Parliamentary Secretary in the Khyber Pakhtunkhwa Assembly
- In office 16 October 2015 – 28 May 2018

Member of the Khyber Pakhtunkhwa Assembly
- In office 31 May 2013 – 28 May 2018
- Constituency: PK-03 (Peshawar-III)

Personal details
- Party: PTI (2013-present)
- Occupation: Politician

= Javed Nasim =

Pakistani politician

Javed Nasim is a Pakistani politician hailing from Peshawar, belonging to Pakistan Tehreek-e-Insaf, who served as a Member of the 10th Khyber Pakhtunkhwa Assembly.

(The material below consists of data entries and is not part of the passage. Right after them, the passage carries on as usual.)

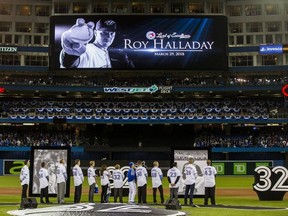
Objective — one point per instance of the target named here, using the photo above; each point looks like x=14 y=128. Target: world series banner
x=138 y=42
x=200 y=156
x=51 y=156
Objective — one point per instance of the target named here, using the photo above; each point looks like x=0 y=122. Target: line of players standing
x=135 y=175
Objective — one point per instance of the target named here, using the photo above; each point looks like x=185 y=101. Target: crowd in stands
x=169 y=109
x=32 y=136
x=17 y=137
x=144 y=81
x=258 y=139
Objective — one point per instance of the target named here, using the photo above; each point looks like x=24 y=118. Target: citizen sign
x=9 y=49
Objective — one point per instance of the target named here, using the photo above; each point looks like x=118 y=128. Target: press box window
x=100 y=8
x=254 y=27
x=235 y=10
x=119 y=7
x=36 y=60
x=236 y=28
x=177 y=7
x=215 y=7
x=9 y=60
x=273 y=26
x=269 y=60
x=157 y=8
x=253 y=10
x=23 y=10
x=138 y=7
x=5 y=26
x=80 y=7
x=61 y=7
x=42 y=10
x=23 y=27
x=272 y=9
x=196 y=8
x=41 y=27
x=6 y=9
x=241 y=61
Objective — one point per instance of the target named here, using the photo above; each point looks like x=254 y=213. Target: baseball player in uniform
x=44 y=182
x=52 y=187
x=141 y=176
x=105 y=175
x=61 y=181
x=91 y=173
x=24 y=179
x=118 y=177
x=209 y=182
x=78 y=180
x=82 y=47
x=190 y=175
x=174 y=176
x=157 y=176
x=132 y=183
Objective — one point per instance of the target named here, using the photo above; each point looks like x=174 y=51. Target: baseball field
x=234 y=194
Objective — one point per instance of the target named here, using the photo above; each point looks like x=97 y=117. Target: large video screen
x=51 y=156
x=200 y=157
x=142 y=42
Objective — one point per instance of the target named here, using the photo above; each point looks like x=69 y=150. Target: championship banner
x=51 y=156
x=200 y=156
x=139 y=42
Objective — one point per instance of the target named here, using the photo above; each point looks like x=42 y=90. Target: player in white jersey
x=173 y=176
x=78 y=180
x=52 y=187
x=131 y=176
x=44 y=182
x=157 y=176
x=190 y=175
x=24 y=179
x=105 y=175
x=209 y=182
x=61 y=181
x=91 y=173
x=118 y=178
x=85 y=48
x=141 y=177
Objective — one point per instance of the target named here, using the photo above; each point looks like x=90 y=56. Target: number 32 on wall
x=266 y=182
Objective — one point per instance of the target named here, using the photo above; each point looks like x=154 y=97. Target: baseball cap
x=106 y=25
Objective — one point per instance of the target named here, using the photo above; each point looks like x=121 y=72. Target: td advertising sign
x=139 y=42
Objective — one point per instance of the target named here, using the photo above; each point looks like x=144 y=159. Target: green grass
x=223 y=182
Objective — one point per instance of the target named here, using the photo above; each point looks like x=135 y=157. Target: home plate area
x=97 y=209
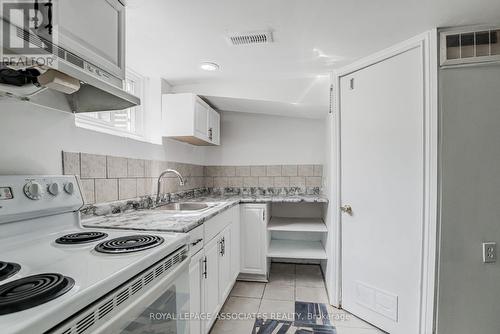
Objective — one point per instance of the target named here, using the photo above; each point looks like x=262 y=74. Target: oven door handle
x=179 y=277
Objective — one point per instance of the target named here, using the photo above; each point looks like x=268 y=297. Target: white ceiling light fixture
x=209 y=66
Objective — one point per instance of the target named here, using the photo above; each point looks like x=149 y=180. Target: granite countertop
x=159 y=220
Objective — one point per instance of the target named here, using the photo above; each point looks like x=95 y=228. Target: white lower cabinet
x=212 y=302
x=235 y=246
x=196 y=291
x=254 y=243
x=225 y=275
x=213 y=269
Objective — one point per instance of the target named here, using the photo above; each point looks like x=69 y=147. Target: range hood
x=93 y=94
x=90 y=87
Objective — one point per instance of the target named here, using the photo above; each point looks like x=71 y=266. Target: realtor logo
x=28 y=32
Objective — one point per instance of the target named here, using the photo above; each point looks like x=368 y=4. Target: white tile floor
x=287 y=283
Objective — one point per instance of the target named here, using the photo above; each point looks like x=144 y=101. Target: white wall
x=469 y=293
x=251 y=139
x=32 y=138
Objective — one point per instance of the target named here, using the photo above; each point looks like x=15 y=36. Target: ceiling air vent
x=255 y=37
x=469 y=46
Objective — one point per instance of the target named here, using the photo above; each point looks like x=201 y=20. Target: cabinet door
x=201 y=116
x=211 y=302
x=235 y=246
x=214 y=127
x=196 y=289
x=103 y=41
x=253 y=239
x=225 y=274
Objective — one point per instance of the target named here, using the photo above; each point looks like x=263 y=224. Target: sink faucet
x=162 y=174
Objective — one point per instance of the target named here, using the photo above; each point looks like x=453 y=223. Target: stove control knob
x=69 y=188
x=33 y=190
x=53 y=189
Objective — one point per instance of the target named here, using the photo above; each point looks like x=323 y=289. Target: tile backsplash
x=111 y=178
x=271 y=176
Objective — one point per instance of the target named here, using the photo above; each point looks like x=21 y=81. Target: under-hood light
x=209 y=66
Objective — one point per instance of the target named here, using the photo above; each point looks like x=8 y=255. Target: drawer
x=196 y=239
x=215 y=225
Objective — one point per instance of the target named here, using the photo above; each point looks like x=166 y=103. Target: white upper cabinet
x=102 y=41
x=190 y=119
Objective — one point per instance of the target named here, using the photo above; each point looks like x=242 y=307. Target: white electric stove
x=58 y=277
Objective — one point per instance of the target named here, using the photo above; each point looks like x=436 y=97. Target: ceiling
x=169 y=39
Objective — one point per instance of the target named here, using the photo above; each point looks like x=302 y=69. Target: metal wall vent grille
x=470 y=46
x=100 y=312
x=257 y=37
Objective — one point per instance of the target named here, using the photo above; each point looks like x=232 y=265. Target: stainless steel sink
x=184 y=207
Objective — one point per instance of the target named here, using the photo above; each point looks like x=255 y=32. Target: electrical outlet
x=489 y=252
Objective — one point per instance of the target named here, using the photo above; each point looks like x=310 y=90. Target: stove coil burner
x=128 y=244
x=81 y=238
x=7 y=269
x=32 y=291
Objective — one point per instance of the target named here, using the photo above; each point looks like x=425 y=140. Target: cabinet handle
x=204 y=268
x=197 y=241
x=222 y=244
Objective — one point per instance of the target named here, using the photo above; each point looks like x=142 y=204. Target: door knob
x=346 y=209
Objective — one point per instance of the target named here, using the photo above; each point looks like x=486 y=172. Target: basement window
x=124 y=123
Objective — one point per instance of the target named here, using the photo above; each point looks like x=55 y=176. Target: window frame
x=83 y=120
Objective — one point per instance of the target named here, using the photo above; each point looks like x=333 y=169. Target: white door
x=196 y=282
x=382 y=128
x=225 y=275
x=200 y=120
x=253 y=239
x=212 y=281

He is also serving as Parliamentary Secretary in the Khyber Pakhtunkhwa Assembly.

==Political career==
Nasim was elected as the member of the Khyber Pakhtunkhwa Assembly on ticket of Pakistan Tehreek-e-Insaf from PK-03 (Peshawar-III) in the 2013 Pakistani general election by taking 18080 votes against Awami National Party's Haroon Bashir Bilour.

Nasim developed personal difference with Chief minister khyber pakhtunkhwa, Pervez Khattak, on which he went public and staged a protest against him, charging him with corruption and nepotism. Nasim was served show cause notice by PTI leadership on violating party discipline in early October 2014. However, he was unable to explain his position, therefore, on 26 October 2014 his basic membership from party was cancelled on violating party's discipline. In March, 2015 Pakistani Senate election he sided Waqar Ahmed Khan, an independent candidate, instead of PTI's nominated candidate, Pakistan Tehreek-e-Insaf barred him for casting vote. Party's Information Secretary Shireen Mazari, in March 2015, wrote a letter seeking suspension from Khyber Pakhtunkhwa Assembly. She maintained that, his basic membership was suspended for going public against party, and now he went against party in senate polls. However, Election Commission of Pakistan rejected Pakistan Tehreek-e-Insaf's plea and maintained membership of Nasim. To keep further conflicts in check, Chief minister Pervaiz Khattak politically addressed the problem through dialogues, he also appointed Nasim at position of parliamentary secretary. Nasim was allegedly involved in horse trading during 2018 Pakistani Senate election and didn't voted PTI's supported candidates.